At f4 those who may think anything over f1.8 is too slow or that a fifty or sixty plus year old lens isn’t worth taking a look at I’d suggest they’re missing out on a well built optically sharp lens that will surprise them.
It’s heavy in comparison to the current meme that lighter is better but the weight is due to not skimping on materials.
I’m on my second copy after having lost the first a few years ago when it fell out of a back pack over the side of a mountain – I was able to recover it after rappelling a couple of hundred feet down the mountain but it was beyond repair.
The passage of time did little to undermine my appreciation for this lens and I always believed I would run across a really good copy again at some point – life is good and I have.
I use it on a Sony mirrorless with an adapter – just a straight up no frills adapter that a comes with a straight up price tag that doesn’t border on insanity.
Looks pretty cool what with the zebra motif but also accentuates the diminutive size of my camera, not a problem though as the lens is long enough to act as a good handheld stabilizer.
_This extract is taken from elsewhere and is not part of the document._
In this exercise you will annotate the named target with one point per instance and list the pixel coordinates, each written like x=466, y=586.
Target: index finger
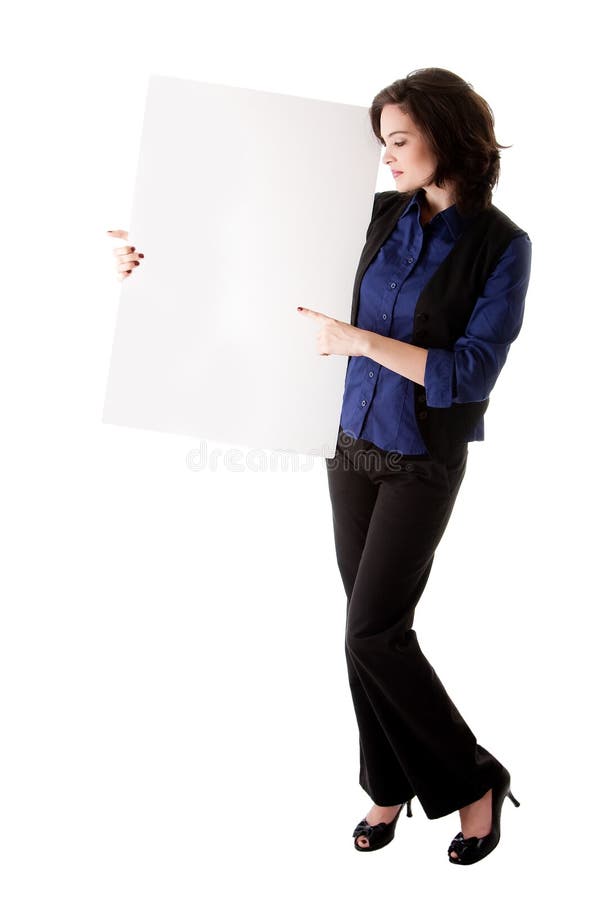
x=311, y=312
Every vintage lens I acquire the first thing I do is cla them, this one didn’t require that as the previous owner made an obvious effort to maintain the lens.
Fifteen aperture blades is beginning to make something of a comeback in a few modern lenses and the reason for that should be obvious, but of course also reflected in the price tag.
Bokeh isn’t the primary selling point for me when it comes to a lens, though with certain lenses and what I’ll use them for it is a consideration – if it is a primary concern for you check this lens out if you get a chance.
I expect I may ruffle a few feathers in saying so but I believe there is enough opportunity in modern photography software to manipulate that it shouldn’t have to come to faux bokeh, which some software is beginning to offer – if that works for you well and good but it doesn’t for me.
I like and employ what editing software affords, especially in view of the fact that for me RAW is the way to go, but I don’t want to have to depend on it to address the shortcomings of a lens.
Having reacquainted myself with this lens should it too careen down a mountain I won’t wait as long to find a replacement.
Heard a lot of talk, predominantly good, about another vintage lens that is also noted for it’s bokeh , the TAIR 11A 135mm F2.8.
A Russian made lens featuring no less than twenty blades, never seen or used one but a friend told me they can be found mostly in foreign markets featured on eBay – said for what they are capable of the price generally isn’t out of line.
Lot of very fine lenses being produced now and some dogs as well, but of the vintage lenses that have crossed my path no more than a couple didn’t receive good marks from me.
Bokeh is a matter of taste – bubbles, hexagons, or whatever – depending on the subject I like it well pronounced, though subtle has it’s place.
If there are “rules” associated with it I’m either blissfully unaware of or fail to observe them – just doing what I like.